Angkor Wat is the largest single religious building in the world and one of the most visited religious sites in the world.
The city where the temple was built, Angkor, is located in modern day Cambodia and was once the capital of the Khmer Empire.
The temples of Angkor, crafted by the Khmer civilization between 802 and 1220 AD, represent one of humankind’s most astonishing architectural achievements.
Angkor Wat means ‘City of Temples’ or simply ‘City Temple.’
Originally built as a Hindu temple dedicated to the god Vishnu, it was converted into a Buddhist temple in the 14th century, and statues of Buddha were added to its already rich artwork.
It was built to be a replica of the universe, but done in stone. It also represents an earthly model of the cosmic world.
Its 65 meters (213 feet) tall central tower is surrounded by four smaller towers and a series of enclosure walls, a layout that recreates the image of Mount Meru, a legendary place in Hindu mythology that is said to lie beyond the Himalayas and be the home of the gods.
Angkor Wat’s main entrance was to the west (a direction associated with Vishnu) across a stone causeway, with guardian lions marking the way. To the east of the temple was a second, more modest, entrance.
Angkor Wat itself is surrounded by a 200 meters (650 feet) wide moat that encompasses a perimeter of more than 5 km (3 miles). This moat is 4 m (13 feet) deep and would have helped stabilize the temple’s foundation, preventing groundwater from rising too high or falling too low.
The Temples of Angkor feature a moat as their outermost boundary as water is symbolic of the Cosmic Sea, which is the source of creative energy and life for Hindus.
The decorations on the walls of the temple have a uniquely Hindu story telling characteristics. They have fables and myths pictures that tell of the temple’s origin in Hindu religion.
A series of enclosure walls then follow which symbolize the obstacles that need to be surpassed towards the path of enlightenment. Lastly are the towers which represent the residence of Hindu gods or a sacred intersection.
The Churning of the Ocean of Milk is one of the best episodes in Hindy mythology and appears in the Bhagavata Purana, the Mahabharata and the Vishnu Purana. The Ocean of Milk is churned by gods and demons in order to create the elixir of life, Amrta.
Building Angkor Wat was an enormous undertaking that involved quarrying, careful artistic work and lots of digging. To create the moat around the temple, 1.5 million cubic meters (53 million cubic feet) of sand and silt were moved, a task that would have required thousands of people working at one time.

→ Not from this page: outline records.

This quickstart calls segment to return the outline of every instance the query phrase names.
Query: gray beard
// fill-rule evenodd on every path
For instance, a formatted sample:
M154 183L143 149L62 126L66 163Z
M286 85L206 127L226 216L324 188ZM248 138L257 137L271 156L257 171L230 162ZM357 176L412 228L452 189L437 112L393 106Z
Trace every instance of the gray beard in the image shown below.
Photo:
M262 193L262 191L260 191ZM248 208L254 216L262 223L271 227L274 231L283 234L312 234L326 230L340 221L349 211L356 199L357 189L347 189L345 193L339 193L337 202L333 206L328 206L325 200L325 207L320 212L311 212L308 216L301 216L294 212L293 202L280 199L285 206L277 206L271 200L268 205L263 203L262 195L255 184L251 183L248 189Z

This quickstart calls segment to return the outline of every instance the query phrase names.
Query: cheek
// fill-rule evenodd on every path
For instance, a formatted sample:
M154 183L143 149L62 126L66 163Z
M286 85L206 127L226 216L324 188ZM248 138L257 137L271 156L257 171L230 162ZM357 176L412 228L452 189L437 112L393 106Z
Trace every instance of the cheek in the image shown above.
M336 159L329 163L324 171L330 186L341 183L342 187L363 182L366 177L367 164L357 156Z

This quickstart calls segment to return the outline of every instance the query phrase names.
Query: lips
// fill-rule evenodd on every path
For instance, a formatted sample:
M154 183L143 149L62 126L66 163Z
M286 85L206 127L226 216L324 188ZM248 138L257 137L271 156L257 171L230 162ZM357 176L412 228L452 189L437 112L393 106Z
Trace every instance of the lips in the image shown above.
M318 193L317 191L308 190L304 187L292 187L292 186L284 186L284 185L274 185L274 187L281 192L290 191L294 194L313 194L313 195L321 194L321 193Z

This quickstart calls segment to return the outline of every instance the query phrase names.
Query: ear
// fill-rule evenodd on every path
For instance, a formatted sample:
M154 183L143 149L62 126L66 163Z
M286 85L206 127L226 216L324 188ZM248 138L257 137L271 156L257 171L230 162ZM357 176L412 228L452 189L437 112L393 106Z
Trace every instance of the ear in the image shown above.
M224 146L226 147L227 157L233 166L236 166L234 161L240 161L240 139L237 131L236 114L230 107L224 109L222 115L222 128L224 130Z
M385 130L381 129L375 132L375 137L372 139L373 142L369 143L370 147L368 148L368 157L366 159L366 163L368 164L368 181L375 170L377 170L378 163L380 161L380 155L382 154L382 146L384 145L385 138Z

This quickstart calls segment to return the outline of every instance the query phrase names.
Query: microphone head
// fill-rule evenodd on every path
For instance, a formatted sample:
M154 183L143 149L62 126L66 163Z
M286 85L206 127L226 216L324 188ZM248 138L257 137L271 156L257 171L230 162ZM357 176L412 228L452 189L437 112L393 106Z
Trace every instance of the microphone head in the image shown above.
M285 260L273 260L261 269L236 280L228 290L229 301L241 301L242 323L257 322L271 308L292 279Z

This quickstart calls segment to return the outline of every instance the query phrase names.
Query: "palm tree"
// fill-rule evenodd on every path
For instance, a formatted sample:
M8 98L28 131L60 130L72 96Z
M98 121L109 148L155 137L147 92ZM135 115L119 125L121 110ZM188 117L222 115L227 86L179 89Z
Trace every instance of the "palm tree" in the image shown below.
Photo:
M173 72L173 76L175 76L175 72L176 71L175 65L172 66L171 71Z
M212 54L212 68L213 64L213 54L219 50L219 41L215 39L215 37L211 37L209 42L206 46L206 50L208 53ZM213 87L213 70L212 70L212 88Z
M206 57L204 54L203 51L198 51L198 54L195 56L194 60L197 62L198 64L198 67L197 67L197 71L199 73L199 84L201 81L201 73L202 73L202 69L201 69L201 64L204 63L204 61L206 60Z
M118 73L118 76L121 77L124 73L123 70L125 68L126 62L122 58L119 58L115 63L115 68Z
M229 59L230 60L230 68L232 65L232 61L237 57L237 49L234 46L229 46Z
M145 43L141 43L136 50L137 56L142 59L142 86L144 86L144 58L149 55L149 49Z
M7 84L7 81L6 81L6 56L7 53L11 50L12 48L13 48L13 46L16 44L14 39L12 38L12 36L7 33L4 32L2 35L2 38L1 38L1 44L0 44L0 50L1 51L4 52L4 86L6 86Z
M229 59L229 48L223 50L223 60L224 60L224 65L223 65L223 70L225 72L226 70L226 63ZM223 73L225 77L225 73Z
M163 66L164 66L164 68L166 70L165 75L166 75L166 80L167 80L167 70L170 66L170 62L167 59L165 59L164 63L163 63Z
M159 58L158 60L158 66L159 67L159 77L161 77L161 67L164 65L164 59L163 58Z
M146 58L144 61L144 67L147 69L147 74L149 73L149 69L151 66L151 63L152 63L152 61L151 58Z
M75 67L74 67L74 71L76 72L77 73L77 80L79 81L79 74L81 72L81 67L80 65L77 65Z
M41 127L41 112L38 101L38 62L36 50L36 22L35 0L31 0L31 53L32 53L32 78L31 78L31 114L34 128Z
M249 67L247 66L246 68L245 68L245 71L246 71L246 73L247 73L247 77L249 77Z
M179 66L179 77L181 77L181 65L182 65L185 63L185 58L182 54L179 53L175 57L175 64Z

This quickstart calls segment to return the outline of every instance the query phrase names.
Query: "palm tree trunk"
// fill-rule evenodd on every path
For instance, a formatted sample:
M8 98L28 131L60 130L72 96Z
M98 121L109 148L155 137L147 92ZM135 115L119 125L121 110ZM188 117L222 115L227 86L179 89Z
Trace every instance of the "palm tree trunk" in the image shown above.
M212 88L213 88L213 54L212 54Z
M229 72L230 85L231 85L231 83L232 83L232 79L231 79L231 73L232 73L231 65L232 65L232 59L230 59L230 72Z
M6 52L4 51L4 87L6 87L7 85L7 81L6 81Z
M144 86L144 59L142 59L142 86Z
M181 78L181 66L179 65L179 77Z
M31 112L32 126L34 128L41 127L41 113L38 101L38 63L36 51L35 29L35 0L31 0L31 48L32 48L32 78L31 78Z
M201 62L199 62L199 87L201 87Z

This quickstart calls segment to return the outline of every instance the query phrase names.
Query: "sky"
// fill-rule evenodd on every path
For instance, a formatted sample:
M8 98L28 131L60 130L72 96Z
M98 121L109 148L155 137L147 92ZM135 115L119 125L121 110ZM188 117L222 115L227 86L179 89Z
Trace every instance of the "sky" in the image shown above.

Angkor Wat is built within Angkor which was once the capital of the Khmer Empire. In the past, the population within the city is said to have reached one million. That figure makes it the largest city in the world before the Industrial Revolution.
In recognition of the important part it played in both the Hinduism and Buddhism, UNESCO declared it a World Heritage Site in 1992.
50% of international tourists visit Cambodia to see this religious monument. As if to show how proud they are of their heritage, the monument is featured on their national flag.
Angkor Wat receives more than 2 million visitors annually.